Improving Liverpool’s bus network, raising schools standards and creating more quality apprenticeships should be top of the Liverpool city-region’s metro mayor’s to-do list when they take office in May this year.
This is according to new analysis published today by the think tank Centre for Cities, which sets out three policy priorities to help the new metro mayor hit the ground running from the start of their term.
Alexandra Jones, Chief Executive of Centre for Cities, said: “Liverpool’s metro mayor will face many challenges when they take office, including acting on their campaign pledges, preparing the city-region for Brexit, and establishing the new mayoral office. To make a success of the role, it’s vital that the mayor acts quickly to address the biggest issues that the city-region faces.”
The Centre for Cities analysis includes one ‘quick policy win’ to set the tone for the mayor’s time in office, along with two long-term strategic priorities for the city-region:
Alexandra Jones said: “Liverpool has one of the best-performing rail networks in the country, but there’s plenty of scope for the new mayor to improve bus-links across the city-region. A good start would be to integrate the routes run by different bus providers, to make the system easier to use and ensure that different routes don’t clash. The new mayor should also consider reintroducing bus lanes in the centre of Liverpool, to help people from across Merseyside access jobs and opportunities in the city centre more easily. Taking these steps will enable the new mayor to have a tangible impact on the lives of local people in their first months in office.”
Alexandra Jones said: “The single biggest obstacle to boosting wages and jobs in Liverpool is the city-region’s low-skills levels, which lag below the national average. Addressing poor performing schools will be critical in tackling this issue, and should be a long-term priority for the new mayor. For example, they can use their profile and mandate to push for Liverpool to be one of the pilot areas for the Government’s ‘Teach North’ initiative, which aims to raise schools standards. Another option could be to offer additional funding to attract good-quality teachers from other parts of the country to Liverpool.”
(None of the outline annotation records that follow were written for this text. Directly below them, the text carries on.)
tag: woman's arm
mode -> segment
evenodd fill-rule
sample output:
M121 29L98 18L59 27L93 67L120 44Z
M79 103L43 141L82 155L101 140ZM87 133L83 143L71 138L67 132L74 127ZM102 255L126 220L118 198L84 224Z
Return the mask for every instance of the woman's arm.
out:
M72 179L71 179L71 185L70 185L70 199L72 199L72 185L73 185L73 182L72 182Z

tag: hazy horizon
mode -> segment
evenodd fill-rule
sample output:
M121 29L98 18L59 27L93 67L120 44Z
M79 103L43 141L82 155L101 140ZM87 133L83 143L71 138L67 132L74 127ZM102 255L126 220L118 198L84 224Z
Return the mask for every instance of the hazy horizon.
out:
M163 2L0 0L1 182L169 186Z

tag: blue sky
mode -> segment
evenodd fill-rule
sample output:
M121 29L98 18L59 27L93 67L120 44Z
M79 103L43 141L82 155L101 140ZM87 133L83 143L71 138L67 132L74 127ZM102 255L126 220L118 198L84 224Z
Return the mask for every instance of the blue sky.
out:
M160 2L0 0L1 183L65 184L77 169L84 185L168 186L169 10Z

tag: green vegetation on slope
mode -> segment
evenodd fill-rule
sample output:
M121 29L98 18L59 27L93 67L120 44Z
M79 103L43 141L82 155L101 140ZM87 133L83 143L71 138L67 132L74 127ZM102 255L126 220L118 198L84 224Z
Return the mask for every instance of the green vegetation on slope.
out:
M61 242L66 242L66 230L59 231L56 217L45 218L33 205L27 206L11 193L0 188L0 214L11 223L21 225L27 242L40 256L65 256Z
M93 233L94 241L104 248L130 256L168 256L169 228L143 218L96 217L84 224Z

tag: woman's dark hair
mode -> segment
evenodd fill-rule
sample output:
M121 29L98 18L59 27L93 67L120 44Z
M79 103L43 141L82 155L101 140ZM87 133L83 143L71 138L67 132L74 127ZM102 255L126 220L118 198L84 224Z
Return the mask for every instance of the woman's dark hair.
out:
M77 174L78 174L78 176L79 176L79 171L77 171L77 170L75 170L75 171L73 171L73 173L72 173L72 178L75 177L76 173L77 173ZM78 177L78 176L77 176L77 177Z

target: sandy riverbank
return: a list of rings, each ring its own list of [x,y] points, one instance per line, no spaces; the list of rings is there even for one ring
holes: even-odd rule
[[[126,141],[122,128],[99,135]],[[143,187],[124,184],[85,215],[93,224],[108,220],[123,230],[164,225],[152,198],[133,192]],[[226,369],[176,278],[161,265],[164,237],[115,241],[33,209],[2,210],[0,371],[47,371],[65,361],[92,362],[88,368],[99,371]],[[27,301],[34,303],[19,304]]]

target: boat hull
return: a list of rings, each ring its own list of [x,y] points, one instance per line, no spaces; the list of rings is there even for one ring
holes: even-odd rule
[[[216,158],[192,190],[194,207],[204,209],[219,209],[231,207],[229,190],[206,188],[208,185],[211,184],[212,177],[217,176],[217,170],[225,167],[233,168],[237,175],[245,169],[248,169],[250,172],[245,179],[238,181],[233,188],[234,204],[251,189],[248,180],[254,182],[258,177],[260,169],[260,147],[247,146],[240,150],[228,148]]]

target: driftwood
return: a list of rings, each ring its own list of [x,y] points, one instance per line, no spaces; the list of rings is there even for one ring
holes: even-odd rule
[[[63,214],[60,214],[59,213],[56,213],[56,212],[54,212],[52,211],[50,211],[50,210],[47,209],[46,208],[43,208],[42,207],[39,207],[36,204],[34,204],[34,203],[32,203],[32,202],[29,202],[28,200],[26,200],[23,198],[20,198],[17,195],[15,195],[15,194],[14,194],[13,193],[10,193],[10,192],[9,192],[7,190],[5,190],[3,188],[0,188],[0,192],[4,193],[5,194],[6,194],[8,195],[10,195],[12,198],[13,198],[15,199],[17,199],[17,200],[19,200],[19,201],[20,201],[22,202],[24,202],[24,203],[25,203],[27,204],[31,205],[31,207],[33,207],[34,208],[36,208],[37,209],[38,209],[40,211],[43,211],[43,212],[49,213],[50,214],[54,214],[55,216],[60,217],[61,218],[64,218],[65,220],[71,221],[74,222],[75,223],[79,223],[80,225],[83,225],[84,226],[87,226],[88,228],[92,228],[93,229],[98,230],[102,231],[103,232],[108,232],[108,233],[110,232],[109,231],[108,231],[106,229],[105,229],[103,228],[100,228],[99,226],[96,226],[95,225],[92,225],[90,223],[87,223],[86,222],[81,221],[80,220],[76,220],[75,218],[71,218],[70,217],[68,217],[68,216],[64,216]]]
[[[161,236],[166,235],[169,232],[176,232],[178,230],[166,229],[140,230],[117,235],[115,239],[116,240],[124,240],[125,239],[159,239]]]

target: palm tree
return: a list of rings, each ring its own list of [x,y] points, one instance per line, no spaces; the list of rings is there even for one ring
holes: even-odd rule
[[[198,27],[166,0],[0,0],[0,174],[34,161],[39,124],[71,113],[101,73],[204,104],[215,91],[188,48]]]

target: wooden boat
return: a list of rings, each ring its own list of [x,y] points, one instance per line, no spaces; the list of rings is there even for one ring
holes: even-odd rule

Alexandra Jones said: “Liverpool has a higher than average share of adult residents with no formal qualifications. One way to tackle that problem is to make more high-level apprenticeships available, which would help both young people and adult residents a second chance to learn new skills and access new jobs. The new mayor should use their influence and position to bring together businesses, further education colleges and universities to create more quality apprenticeships, and to ensure that vocational education meets the needs of local people and businesses.”
Alexandra Jones continued: “There’s a lot at stake for the new mayor, and showing that they mean business from day one will not only be vital in building trust with local people in Liverpool – it will also be crucial in achieving their vision for the city region and securing the long-term future of the mayoral office.”